Kirk, who wrote in 1891, reported that Corkran "is now a journalist, contributing to many London papers." Corkran contributed stories and pieces to a range of publications, including the magazines:

- The Gentleman's Annual for 1881 - "Mademoiselle Angele". Available at Google Books.
- Belgravia - "How Pere Perrault Spent his Legacy". Available at Google Books.
- Merry England - "Miss Martha's Bag", "A Face in the Window" (Aug 1883), "The Doctor's Guest" (Mar 1884), "A Young Philistine", "Pere Perrault's Legacy", "A Village Genius". Also articles. Available at Internet Archive.
- The Bairn's Annual - "Mischievous Jack and the Old Fisherman" and "A Little King". Available at Google Books.
- The Gentleman's Magazine - "Doctor Gregory", (Mar 1892). Available at Google Books.
- Aunt Judy's Magazine
- The Girl's Realm
- The Lady's Realm
- Atalanta
- The Scottish Art Review
- The Leeds: Mercury Supplement
- Jabberwock

In 1902, after leaving the editorship of The Girl's Realm, Corkran was a literary reviewer in the Daily News and was also contributing articles to various London papers.

==Later life and death==
Corkran's mother, Louisa, died in 1882. She had been in declining health for some time and in her final years she depended largely on her daughter Alice's care. Corkran's father died in 1884 and her parents are buried together at Brompton Cemetery.

Corkran had a health scare in October 1892 when she was run over by a brougham in Exhibition Road, South Kensington, London. Her leg was badly injured and she suffered from shock, and recovered only slowly, so that it was the end of the year before she could resume literary work.

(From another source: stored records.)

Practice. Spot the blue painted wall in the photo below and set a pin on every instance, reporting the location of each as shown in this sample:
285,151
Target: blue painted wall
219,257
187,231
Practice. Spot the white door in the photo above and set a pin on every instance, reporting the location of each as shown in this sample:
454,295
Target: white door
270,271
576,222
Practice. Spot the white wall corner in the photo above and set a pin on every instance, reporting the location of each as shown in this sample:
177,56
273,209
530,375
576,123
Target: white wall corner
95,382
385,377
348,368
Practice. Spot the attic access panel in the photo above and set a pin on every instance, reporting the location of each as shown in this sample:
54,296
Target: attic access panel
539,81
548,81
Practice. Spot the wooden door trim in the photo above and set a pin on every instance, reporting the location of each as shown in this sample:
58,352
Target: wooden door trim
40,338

In 1901, Corkran was living in Mecklenburgh Square with her sister Harriet and Richard Whiteing. She was still living with Whiteing (who had separated from his wife) at the time of the 1911 census where she described her position in the house as inmate, which the enumerator corrected to the approved term boarder.

Both her sisters died in 1911. Henrietta, who died on 17 March 1911, had never married. Her sister Mary had married Barclay V. Head of the British Museum and had one daughter, Alice Augusta Louisa, who was living with her father at the time of the 1911 census (immediately after her mother's death on 30 March 1911). The dates of the deaths of the two brothers is uncertain, but Whiteing says that Alice was the last remaining survivor of her branch of the family, and one death notice referred to her being the last surviving child of her late father.

Corkran was plagued by poverty in her later years and also suffered from declining health. She died suddenly, but not unexpectedly, on 2 February 1916. Her niece, Alice Augusta Louisa Head, was an executrix of her will.